Monday, March 22, 2010

From the Et Cetera File

• Today beings Round Three of Jen Forbus’ “World’s Favorite Detective” tournament. There are still 16 fictional crime fighters in contention, some of them placed in quite inconvenient pairings (How, for instance, does one choose between Harry Bosch and Alan Banks?). You can vote for your favorites here.

• There are also a couple of birthdays worth noting today. It’s the 79th birthday of William Shatner, the Canadian-born star of Star Trek, Barbary Coast, T.J. Hooker, and Boston Legal. This would also have marked my father’s 86th birthday, had he not succumbed to prostate cancer seven years ago. I miss you, Dad.

• Do Some Damage’s Steve Weddle interviews J.T. Ellison, author of The Cold Room, the fourth and latest Detective Taylor Jackson novel.
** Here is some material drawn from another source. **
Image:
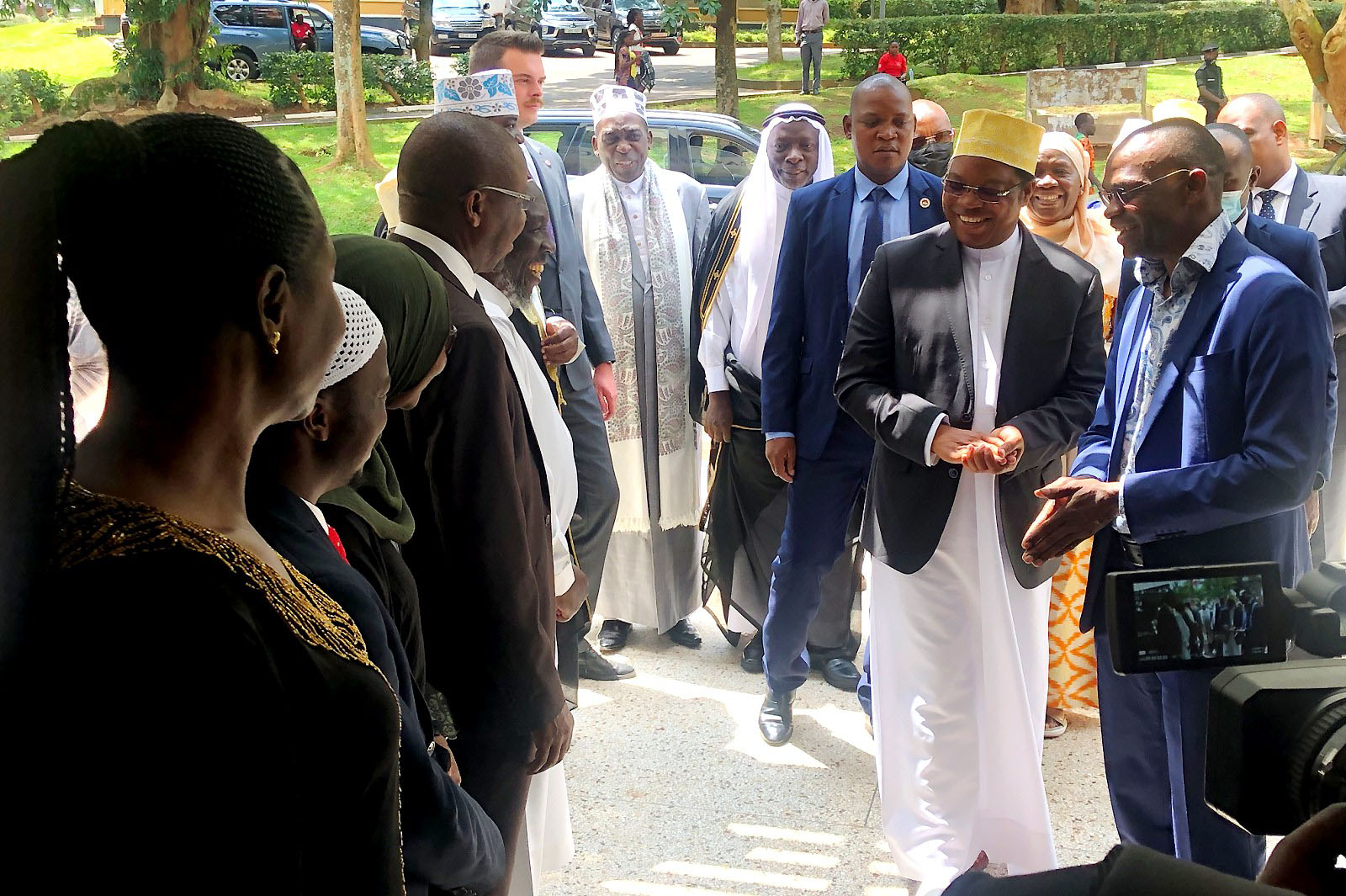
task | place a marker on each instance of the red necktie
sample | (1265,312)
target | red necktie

• Many readers may not remember this, but after the unfortunate failure of his 1972 historical private-eye series, Banyon, actor Robert Forster was brought back to television in a short-lived (13-episode) series called Nakia, which had him playing a Native American deputy sheriff in the Southwest. I haven’t seen the main title sequence to Nakia in years, but Lee Goldberg has just posted it in his blog.
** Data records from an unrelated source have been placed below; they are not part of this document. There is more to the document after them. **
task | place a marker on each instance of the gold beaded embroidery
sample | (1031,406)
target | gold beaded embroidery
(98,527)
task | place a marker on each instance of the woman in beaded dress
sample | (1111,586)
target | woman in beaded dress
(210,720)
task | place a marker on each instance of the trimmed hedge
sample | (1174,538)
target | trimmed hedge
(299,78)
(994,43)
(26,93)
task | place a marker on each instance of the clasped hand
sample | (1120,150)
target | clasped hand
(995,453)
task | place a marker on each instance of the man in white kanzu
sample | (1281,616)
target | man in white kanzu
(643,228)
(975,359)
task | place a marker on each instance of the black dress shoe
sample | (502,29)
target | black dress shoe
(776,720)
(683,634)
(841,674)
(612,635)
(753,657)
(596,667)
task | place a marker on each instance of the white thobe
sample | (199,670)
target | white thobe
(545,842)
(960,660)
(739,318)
• Oh, no! Not another TV series coming to the big screen! The show to be adapted this time is 77 Sunset Strip, a Roy Huggins-created private-eye drama that starred Efrem Zimbalist Jr. and ran on ABC from 1958 to 1964.
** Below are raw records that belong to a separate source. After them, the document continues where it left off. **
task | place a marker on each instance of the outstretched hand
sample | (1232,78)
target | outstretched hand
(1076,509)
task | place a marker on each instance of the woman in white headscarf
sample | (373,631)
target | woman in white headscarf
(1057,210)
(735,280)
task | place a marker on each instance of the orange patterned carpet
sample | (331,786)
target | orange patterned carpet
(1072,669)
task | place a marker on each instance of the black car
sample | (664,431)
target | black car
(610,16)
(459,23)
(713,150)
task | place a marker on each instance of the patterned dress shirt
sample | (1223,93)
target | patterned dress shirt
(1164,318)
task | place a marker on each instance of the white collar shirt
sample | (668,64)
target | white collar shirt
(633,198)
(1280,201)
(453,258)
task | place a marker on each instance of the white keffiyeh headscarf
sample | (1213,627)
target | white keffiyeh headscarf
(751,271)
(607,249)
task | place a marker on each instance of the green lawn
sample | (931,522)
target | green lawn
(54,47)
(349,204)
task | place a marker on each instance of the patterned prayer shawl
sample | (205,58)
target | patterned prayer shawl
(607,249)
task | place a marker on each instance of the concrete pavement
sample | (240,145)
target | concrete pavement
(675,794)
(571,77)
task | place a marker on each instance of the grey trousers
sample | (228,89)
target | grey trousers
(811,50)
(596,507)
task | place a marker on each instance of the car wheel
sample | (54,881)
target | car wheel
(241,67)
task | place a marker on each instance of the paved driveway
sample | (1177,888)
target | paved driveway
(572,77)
• Now, here’s a TV series I look forward to seeing.

• TV Shows on DVD says that Season Three of the USA Network spy drama Burn Notice should be available in DVD format on June 1.

• Congratulations to Gerard Brennan for having co-edited the forthcoming Irish mythology anthology, Requiems for the Departed, which is also due out on June 1.

• You say you want to revel in Agatha Christie book covers? Well, Steve Holland of the Bear Alley blog offers up a cavalcade of them.

• Janet Rudolph brings us the rundown of this year’s mystery-fiction finalists for the Lambda Literary Awards. Winners will be announced during a ceremony in New York City on May 27.

When crime writers go bad.

• And after last night’s hard-won victory for health-care reform in the U.S. House of Representatives, The New Republic is declaring that Barack Obama “has sealed his reputation as a president of great historical import.” The Washington Monthly’s Steven Benen has more to say here and here on Obama’s combativeness, while Salon applauds House Speaker Nancy Pelosi for her no less important “legislative savvy--mastery, really.” At the same time, Republicans--who tried desperately over the last year to block any legislation that would rein in the power of insurance companies--are assessing the extent of their failure to participate in health-care restructuring. As former Bush speechwriter David Frum wrote yesterday, the success of landmark health-care reform is the “most crushing legislative defeat” for the right wing in half a century.

2 comments:

Kiwicraig said...

Thanks for the great updates. Jen Forbus's "World's Favourite Detective" tourney is certainly getting interesting - and as you say, there are some head-scratching brackets (not only Bosch v Banks, but Bosch and Banks beat Tom Thorne and Nero Wolfe in the last round - so you have those four doing battle for one spot in the Elite Eight, while other areas of the 'bracket' seem relatively weaker in comparison...)

Anyway, it's all in good fun. Some great links there. Thanks.

pattinase (abbott) said...

Sitting in my dentist's office for 20 minutes with FOX blaring away, you'd think Marx had his foot in the door.